David Steele, MD of SecuriCentrix and a principal security consultant, says there’s nothing personal in adopting security solutions for scattered staff.
Overnight, companies were forced to open their workforce to a distributed model, as Covid shook the world.
From localized access to systems and networks, employees were suddenly accessing everything remotely through the cloud on a range of devices – sometimes personal ones.
In the process, organizations opened themselves up to greater risks, as cybercriminals opportunistically took advantage of the situation.
Many companies geared themselves up quickly, but it’s an ongoing battle as threats become more and more sophisticated, using employees to get the necessary access information. Or use them to access data directly through the sneaky installation of malware, for example.
According to a KcKinsey survey from March 2022, companies are accelerating their adoption of cloud technologies.
The range of benefits is immense – from creating a more flexible infrastructure to getting digital products to market faster. But the risk to data is greater, without a doubt. The report says that 36% of companies accelerated their move to the cloud during the pandemic, and 86% of them expect to continue the trend post-pandemic.
Staff training is essential to mitigate cybersecurity risk
Unfortunately, staff will always be the biggest target of cyber-criminals.
Humans are much easier to manipulate than computers because we’re emotionally driven. And even if we are sharp when it comes to IT security, there’s still the possibility that we’ll inadvertently click something in our hurried and distracted busyness.
Security training is therefore critical to keeping the business safe.
This should be ongoing, as the threats change and evolve with constant new variants on the prowl.

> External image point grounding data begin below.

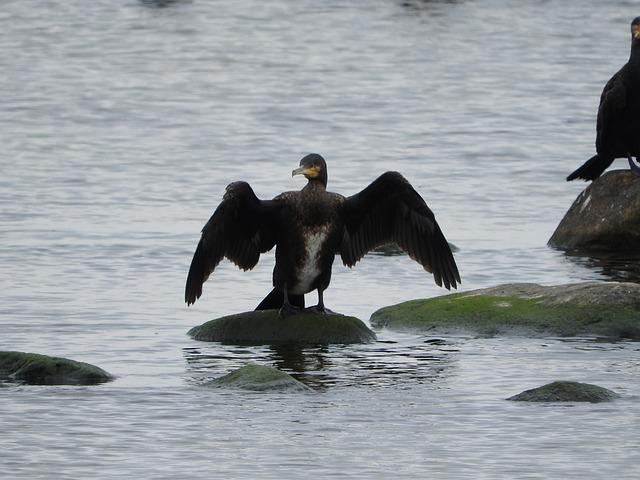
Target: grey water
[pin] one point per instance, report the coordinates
(121, 122)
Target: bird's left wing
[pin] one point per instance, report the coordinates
(241, 228)
(391, 211)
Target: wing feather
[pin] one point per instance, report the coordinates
(391, 211)
(240, 229)
(612, 102)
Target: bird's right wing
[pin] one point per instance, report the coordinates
(241, 228)
(612, 101)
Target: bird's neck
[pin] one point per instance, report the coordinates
(634, 58)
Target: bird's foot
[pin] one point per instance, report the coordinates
(633, 165)
(320, 309)
(287, 309)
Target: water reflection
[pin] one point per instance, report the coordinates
(163, 3)
(617, 267)
(384, 363)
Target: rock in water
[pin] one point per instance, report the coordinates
(265, 327)
(604, 217)
(260, 378)
(566, 392)
(36, 369)
(610, 309)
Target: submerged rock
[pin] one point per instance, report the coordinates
(566, 392)
(610, 309)
(265, 327)
(260, 378)
(604, 217)
(36, 369)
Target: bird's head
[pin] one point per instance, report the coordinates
(313, 167)
(635, 29)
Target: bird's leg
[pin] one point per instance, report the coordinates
(320, 308)
(287, 308)
(634, 167)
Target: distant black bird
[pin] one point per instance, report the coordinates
(309, 227)
(618, 124)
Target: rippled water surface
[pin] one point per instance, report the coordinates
(122, 122)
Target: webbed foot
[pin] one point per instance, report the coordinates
(321, 309)
(633, 165)
(287, 309)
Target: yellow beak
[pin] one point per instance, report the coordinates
(309, 171)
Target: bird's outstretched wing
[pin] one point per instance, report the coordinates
(241, 228)
(612, 102)
(391, 211)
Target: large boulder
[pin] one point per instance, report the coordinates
(36, 369)
(266, 327)
(566, 392)
(260, 378)
(610, 309)
(604, 217)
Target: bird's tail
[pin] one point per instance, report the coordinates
(592, 168)
(275, 299)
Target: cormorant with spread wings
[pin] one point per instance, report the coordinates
(309, 227)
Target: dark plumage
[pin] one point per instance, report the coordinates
(618, 124)
(309, 227)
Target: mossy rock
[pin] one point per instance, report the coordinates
(566, 392)
(36, 369)
(608, 309)
(260, 378)
(605, 217)
(266, 327)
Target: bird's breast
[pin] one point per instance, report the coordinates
(309, 266)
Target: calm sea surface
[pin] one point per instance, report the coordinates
(121, 123)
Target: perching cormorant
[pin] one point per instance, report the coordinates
(618, 124)
(309, 227)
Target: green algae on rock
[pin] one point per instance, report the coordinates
(604, 217)
(266, 327)
(609, 309)
(260, 378)
(36, 369)
(566, 392)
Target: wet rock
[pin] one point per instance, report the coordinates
(604, 217)
(260, 378)
(566, 392)
(609, 309)
(265, 327)
(36, 369)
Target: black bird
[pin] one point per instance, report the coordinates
(618, 124)
(309, 227)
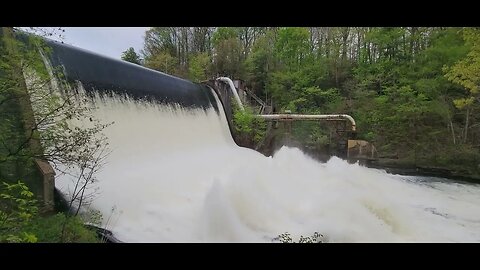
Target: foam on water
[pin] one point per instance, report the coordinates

From good password practices and being able to spot a fake email, to handling the event of a data breach, staff should be taught to be constantly on the look-out. It’s also a good idea to run simulations or provide real-life examples rather than purely theoretical approaches. This is something that really needs regular attention.
Have a VPN
A Virtual Private Network acts as a buffer between end-user and the network, by extending a secure private network across a public one via tunnelling protocols.
Access to infrastructure through a VPN is seamless, and it allows for secure remote access, increases functionality and security and makes management of the network easier.

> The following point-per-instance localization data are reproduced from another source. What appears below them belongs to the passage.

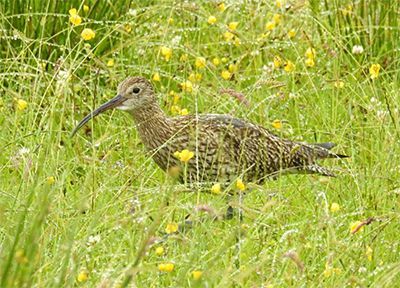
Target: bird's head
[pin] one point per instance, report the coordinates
(134, 93)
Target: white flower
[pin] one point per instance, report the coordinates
(357, 49)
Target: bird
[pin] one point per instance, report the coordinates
(217, 148)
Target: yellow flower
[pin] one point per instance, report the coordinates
(110, 63)
(159, 251)
(212, 20)
(289, 66)
(240, 185)
(277, 18)
(279, 3)
(200, 62)
(88, 34)
(369, 253)
(270, 26)
(21, 104)
(221, 6)
(82, 276)
(195, 77)
(310, 53)
(216, 61)
(335, 207)
(216, 188)
(232, 68)
(226, 74)
(374, 70)
(338, 84)
(184, 58)
(187, 86)
(156, 77)
(75, 19)
(166, 52)
(166, 267)
(310, 62)
(354, 227)
(291, 33)
(233, 25)
(184, 112)
(277, 124)
(184, 156)
(277, 62)
(228, 36)
(171, 228)
(50, 180)
(196, 274)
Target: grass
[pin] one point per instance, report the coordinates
(106, 186)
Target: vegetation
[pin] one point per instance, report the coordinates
(95, 211)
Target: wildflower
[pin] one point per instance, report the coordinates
(187, 86)
(226, 74)
(83, 276)
(374, 70)
(88, 34)
(277, 18)
(110, 63)
(184, 156)
(338, 84)
(335, 207)
(240, 185)
(75, 19)
(357, 49)
(166, 267)
(356, 226)
(232, 68)
(279, 3)
(166, 52)
(216, 188)
(228, 36)
(277, 62)
(289, 66)
(200, 62)
(156, 76)
(195, 77)
(310, 62)
(369, 253)
(270, 26)
(221, 6)
(171, 228)
(159, 251)
(233, 25)
(50, 180)
(310, 53)
(212, 20)
(277, 124)
(291, 33)
(128, 28)
(216, 61)
(21, 105)
(196, 274)
(184, 112)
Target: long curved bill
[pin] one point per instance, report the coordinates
(117, 100)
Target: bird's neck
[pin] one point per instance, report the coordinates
(153, 125)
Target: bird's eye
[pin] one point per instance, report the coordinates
(136, 90)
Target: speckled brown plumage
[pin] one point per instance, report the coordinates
(224, 147)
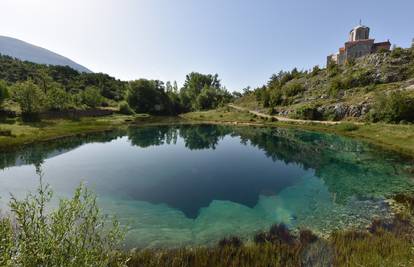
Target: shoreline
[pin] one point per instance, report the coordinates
(23, 134)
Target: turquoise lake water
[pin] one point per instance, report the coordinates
(174, 186)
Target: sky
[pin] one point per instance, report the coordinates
(244, 41)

Users will be able to access the organization’s network resources from home or over a public Wi-Fi point. In both of those examples, the company’s IT security team has no control over the level of security and accessibility, or network setup, but a VPN can bypass all of that.
This reduces the risk of an attack and allows staff to safely work in a distributed geography.
Control users’ access
Not all users need access to all systems.
Role-based access control (or RBAC) means that if a hacker does get into the network through a user’s credentials, they’ll be limited to the amount of damage they can do.
Every single member of staff – from CEO to admin – should have RBAC, even the network teams.
You don’t want one person to end up as the company’s point of failure. Temporary access with expiring credentials can be granted to users should they need access to systems outside of their usual sphere.
Monitor that network constantly
With a workforce in one location, it’s relatively easy to monitor the network.
But with employees based all over the show, it becomes a little more complex, with monitoring having to spread across all of those points.
An enhanced security program is therefore a must.
Monitoring allows for a proactive response rather than a reactive one, which, with a distributed workforce is more complicated. Communicating with staff when they’re all onsite is much easier than when they’re dotted about on a range of devices.
So ideally, you want someone watching that network every hour of every day to ensure immediate and proactive action can be taken in the case of a data breach.
Many organizations use a managed security solutions provider to monitor their network.
Physical security
While staff members are in the office, maintaining physical security is relatively easy.
However, an organization cannot control the security measures in place at their employees’ homes, for example.
It’s important to educate staff on the importance of keeping their device safe.
Leaving laptops unattended in a coffee shop, or even having a work screen open in a public place, creates opportunities for data thieves. Privacy screens, locks and general conscientious behavior to lock screens, should be incorporated into staff security training.
In case of policies
A Disaster Recovery (DR) strategy, including a protocol in case of a data breach, is critical.
It helps for all stakeholders to know their role in an emergency to ensure the least damage is incurred. Backups should form part of this strategy, to get everything back up and running as soon as possible and to minimize damage.
A DR strategy would have a large IT component, but it may also cover natural disaster events, if you’re in an area prone to them.
Keep work for work and private for private
While not always possible, ideally, employees should have separate devices for work.
Allowing the use of personal devices for work can place an organization at risk – you don’t want users accessing company resources through their own devices.
However, it’s not always possible to provide devices, in which case, it’s key to have a good mobile device management plan in place and to focus on user training.
This would involve the ability to remotely wipe a device clean of all data in case it’s stolen or lost.
Remote work opportunities come with many advantages, for both the employer and employee.
But it comes with added cybersecurity risks too.
Be aware of these and proactively respond accordingly.